BURGLARS know to look in the freezer.

And if your belongings are concealable, removable, available, valuable, enjoyable and disposable, burglars will take them.

It forms an acronym which Australian Institute of Criminology Deputy Director of Research Dr Rick Brown uses to describe crimonology, CRAVED, and encompasses methods which homeowners can use to secure their most prized possessions according to NRMA.

Dr Brown said cash was still in high demand even though credit and debit cards were more commonly used, cash was the first thing a burglar would look for especially in a purse or handbag.

"The key thing that remains similar year to year is that it's about stealing things that are liquid, meaning cash itself or things that can easily be turned into cash," he said.

"Some electrical items now tend to be lower down the list either because they're increasingly getting too large to steal - as in the case of televisions - or the price of them has come down so much that they tend to be less favoured.

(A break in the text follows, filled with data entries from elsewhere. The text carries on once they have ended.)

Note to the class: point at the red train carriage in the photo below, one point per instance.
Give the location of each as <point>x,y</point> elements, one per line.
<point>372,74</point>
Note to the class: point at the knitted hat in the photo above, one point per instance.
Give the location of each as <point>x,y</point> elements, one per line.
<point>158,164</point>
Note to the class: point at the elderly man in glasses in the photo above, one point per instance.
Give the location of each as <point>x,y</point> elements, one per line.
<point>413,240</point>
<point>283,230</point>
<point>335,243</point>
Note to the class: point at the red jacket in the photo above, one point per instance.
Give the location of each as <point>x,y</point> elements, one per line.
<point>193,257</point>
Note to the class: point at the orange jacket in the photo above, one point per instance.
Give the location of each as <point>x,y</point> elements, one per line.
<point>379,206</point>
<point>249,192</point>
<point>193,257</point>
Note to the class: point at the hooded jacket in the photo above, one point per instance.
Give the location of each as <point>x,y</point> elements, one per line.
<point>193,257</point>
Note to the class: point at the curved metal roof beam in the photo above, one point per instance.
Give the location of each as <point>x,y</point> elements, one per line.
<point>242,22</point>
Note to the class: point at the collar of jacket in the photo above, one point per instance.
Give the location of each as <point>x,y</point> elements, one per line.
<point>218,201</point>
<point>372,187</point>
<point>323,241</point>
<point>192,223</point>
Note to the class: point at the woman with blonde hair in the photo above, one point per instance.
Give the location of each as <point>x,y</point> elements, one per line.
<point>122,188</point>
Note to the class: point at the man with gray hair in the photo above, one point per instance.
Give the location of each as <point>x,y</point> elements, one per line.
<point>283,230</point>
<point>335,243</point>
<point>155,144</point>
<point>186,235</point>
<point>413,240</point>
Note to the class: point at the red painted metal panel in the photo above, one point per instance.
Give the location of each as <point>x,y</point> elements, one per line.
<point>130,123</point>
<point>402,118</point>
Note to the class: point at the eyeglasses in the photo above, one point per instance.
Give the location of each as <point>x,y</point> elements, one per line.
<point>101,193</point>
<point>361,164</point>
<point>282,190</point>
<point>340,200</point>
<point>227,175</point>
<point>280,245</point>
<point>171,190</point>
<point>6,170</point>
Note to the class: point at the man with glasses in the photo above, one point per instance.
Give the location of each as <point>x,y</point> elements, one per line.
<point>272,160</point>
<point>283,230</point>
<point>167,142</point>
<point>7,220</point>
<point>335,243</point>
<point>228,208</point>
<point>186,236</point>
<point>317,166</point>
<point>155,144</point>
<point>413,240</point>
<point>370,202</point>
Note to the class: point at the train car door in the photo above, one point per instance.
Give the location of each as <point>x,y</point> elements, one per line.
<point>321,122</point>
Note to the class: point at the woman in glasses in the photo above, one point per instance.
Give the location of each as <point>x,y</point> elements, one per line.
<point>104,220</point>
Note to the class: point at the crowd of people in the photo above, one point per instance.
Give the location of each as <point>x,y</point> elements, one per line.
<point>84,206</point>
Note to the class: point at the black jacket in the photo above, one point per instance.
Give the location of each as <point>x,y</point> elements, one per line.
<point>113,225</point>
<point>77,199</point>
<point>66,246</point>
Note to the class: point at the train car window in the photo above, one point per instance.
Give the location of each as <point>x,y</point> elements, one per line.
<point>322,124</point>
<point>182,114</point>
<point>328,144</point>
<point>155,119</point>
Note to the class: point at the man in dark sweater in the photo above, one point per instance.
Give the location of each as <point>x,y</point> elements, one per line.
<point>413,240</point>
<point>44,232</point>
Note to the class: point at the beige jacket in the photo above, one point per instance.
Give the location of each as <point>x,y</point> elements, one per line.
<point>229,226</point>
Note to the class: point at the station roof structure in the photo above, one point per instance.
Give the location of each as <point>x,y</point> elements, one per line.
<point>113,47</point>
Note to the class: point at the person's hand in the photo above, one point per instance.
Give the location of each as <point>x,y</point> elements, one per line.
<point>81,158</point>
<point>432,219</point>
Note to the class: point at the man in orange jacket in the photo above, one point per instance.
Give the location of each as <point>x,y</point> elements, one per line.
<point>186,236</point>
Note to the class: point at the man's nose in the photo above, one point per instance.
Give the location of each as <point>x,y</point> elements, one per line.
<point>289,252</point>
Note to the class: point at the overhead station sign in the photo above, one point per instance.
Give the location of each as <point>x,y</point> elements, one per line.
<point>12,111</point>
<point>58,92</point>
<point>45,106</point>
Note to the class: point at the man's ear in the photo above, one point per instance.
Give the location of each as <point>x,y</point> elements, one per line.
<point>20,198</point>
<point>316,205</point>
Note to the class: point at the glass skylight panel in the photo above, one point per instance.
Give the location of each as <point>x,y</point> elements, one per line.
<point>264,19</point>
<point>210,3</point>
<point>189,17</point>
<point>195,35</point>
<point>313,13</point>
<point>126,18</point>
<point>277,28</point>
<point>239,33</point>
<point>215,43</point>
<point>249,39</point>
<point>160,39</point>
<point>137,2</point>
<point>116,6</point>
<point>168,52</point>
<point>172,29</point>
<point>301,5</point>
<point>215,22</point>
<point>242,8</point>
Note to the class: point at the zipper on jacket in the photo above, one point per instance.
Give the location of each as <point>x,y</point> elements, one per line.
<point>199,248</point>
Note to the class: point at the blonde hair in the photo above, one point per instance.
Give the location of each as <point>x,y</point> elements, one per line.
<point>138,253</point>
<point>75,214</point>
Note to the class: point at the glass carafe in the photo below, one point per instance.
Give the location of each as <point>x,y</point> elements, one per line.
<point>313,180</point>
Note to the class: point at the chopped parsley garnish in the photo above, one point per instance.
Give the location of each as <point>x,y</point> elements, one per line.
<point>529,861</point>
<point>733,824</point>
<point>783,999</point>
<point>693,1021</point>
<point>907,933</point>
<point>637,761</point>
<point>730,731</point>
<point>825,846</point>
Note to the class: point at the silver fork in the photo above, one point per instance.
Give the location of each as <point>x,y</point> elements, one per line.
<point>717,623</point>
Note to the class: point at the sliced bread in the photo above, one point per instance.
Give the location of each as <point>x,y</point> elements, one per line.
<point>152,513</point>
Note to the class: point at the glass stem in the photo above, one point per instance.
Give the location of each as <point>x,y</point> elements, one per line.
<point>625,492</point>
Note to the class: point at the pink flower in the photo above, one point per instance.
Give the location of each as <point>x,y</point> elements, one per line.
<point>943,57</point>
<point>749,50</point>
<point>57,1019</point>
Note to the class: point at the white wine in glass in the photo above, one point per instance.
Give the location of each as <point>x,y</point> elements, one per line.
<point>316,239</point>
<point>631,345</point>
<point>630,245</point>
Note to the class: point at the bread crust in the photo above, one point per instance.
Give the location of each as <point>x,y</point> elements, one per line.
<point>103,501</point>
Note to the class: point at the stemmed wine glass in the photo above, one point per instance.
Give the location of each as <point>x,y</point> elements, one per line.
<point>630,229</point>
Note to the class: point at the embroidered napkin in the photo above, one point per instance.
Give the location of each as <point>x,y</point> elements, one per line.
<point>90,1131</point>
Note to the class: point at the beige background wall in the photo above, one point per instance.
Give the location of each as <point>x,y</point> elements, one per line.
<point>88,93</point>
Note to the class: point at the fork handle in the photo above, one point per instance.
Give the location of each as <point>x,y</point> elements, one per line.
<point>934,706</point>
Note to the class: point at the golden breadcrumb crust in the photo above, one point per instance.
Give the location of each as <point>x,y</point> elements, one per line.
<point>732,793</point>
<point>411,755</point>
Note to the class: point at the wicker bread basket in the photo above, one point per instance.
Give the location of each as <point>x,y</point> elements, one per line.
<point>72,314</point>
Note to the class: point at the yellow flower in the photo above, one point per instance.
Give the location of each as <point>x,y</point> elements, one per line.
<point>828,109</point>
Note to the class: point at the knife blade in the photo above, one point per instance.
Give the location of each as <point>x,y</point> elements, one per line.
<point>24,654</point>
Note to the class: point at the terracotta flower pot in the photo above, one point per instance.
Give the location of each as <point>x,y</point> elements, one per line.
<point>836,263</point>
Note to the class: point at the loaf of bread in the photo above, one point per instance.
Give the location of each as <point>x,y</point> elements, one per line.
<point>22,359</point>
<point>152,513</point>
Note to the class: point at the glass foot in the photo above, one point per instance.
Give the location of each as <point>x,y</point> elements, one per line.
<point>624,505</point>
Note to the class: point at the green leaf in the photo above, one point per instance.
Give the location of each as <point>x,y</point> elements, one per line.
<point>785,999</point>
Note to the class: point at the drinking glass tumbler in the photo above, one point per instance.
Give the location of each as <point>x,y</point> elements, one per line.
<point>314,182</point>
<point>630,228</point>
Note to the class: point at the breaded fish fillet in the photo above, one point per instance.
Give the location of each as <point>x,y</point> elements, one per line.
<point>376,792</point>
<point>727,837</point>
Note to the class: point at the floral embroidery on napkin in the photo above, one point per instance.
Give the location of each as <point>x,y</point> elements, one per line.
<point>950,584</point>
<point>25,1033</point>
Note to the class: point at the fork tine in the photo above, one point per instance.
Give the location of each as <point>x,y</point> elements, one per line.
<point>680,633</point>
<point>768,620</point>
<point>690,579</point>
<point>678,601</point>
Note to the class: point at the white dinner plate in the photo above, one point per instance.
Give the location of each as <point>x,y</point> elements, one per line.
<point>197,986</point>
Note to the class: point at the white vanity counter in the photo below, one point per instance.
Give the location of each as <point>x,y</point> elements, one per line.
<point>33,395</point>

"There has been a trend towards the theft of car keys because of the difficulties in stealing cars without the keys.

"My number one tip would be to make sure doors and windows are secure.

"This prevents those walk-in burglaries, which account for a significant proportion of burglary offences".

A Queensland Police spokesperson said wherever homeowners knew to hide their valuables, burglars knew to look.

"You might know it's not valuable but the baddy doesn't," the spokesperson said.

"Highly portable and easily sold items like phones and iPads are things that are sought after by offenders but (the most sought after items) would still have to be jewellery.

"Historically things have gone from freezers so put it in a place that is not so obvious."

The spokesperson said top tips to hide valuable jewellery included using masking tape to hide rings under tables and cupboards and leaving cheap jewellery in boxes or drawers and putting valuable jewellery in a safer place.